Loro vanno al supermercato e comprano le cose per un mese.
I rotoli di alluminio son 4 volte i nostri, le buste per la spazzatura, cribbio, le avessi avute durante il trasloco mi avrebbero facilitato il tutto! Ci entro io tutt'intera, lì dentro!
I pacchi di corn flakes sono spropositati e le porzioni al ristorante poi... con un antipasto ci fai pranzo e cena!
Che buone le bucce di patata ripiene: me le sognerò la notte!
Enorme è anche l'albero di Natale più famoso del mondo, al Rockfeller Center.

La notte poi, la quantità di luce è impressionante.
E il Manhattan Skyline sembra una cartolina, una foto, un film e invece no, è semplice realtà. Resto senza parole quando l'autostrada arriva al Lincoln e ti apre il panorama su questo scorcio ancora silenzioso perché lontano. È come se il cielo avesse un milione di finestre illuminate da una vita palpitante e inarrestabile, come se la notte non riuscisse ad addormentare questa città.

Poi c'è l'America del Ground Zero.
Sì, quella delle macerie e della ferita che ancora sanguina.
Quella di un immenso spazio vuoto, del buco enorme nel cuore di Manhattan.
Un vuoto di vite perdute ma pieno di cielo e di forza, perché l'America non si arrende e già ha iniziato a ricostruire sulle rovine.
Perché dal Ground zero nascerà una colossale torre: la Torre della Libertà. Circondata da altri tre grattacieli che formeranno il World Trade Center Memorial.
Per non dimenticare, mai.
Per non darla vinta a chi ha voluto distruggere: non solo un simbolo ma la serenità di un intero popolo.
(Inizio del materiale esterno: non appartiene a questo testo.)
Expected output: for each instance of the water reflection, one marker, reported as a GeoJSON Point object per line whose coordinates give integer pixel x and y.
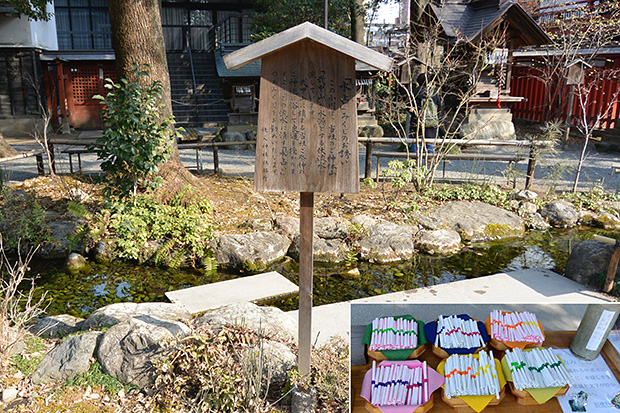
{"type": "Point", "coordinates": [80, 294]}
Ed è qui che ti senti parte dell'America, che i brividi lungo la schiena ti fanno capire che quella ferita è anche la tua e la rabbia è la stessa di chi lì ha perso i propri cari.
Perché la bandiera americana continuerà a sventolare dall'alto dei grattacieli per ricordare al mondo che la testa non si deve mai abbassare davanti agli assassini. Chiunque essi siano. E che New York, nonostante tutto, è un luogo più che mai vivo.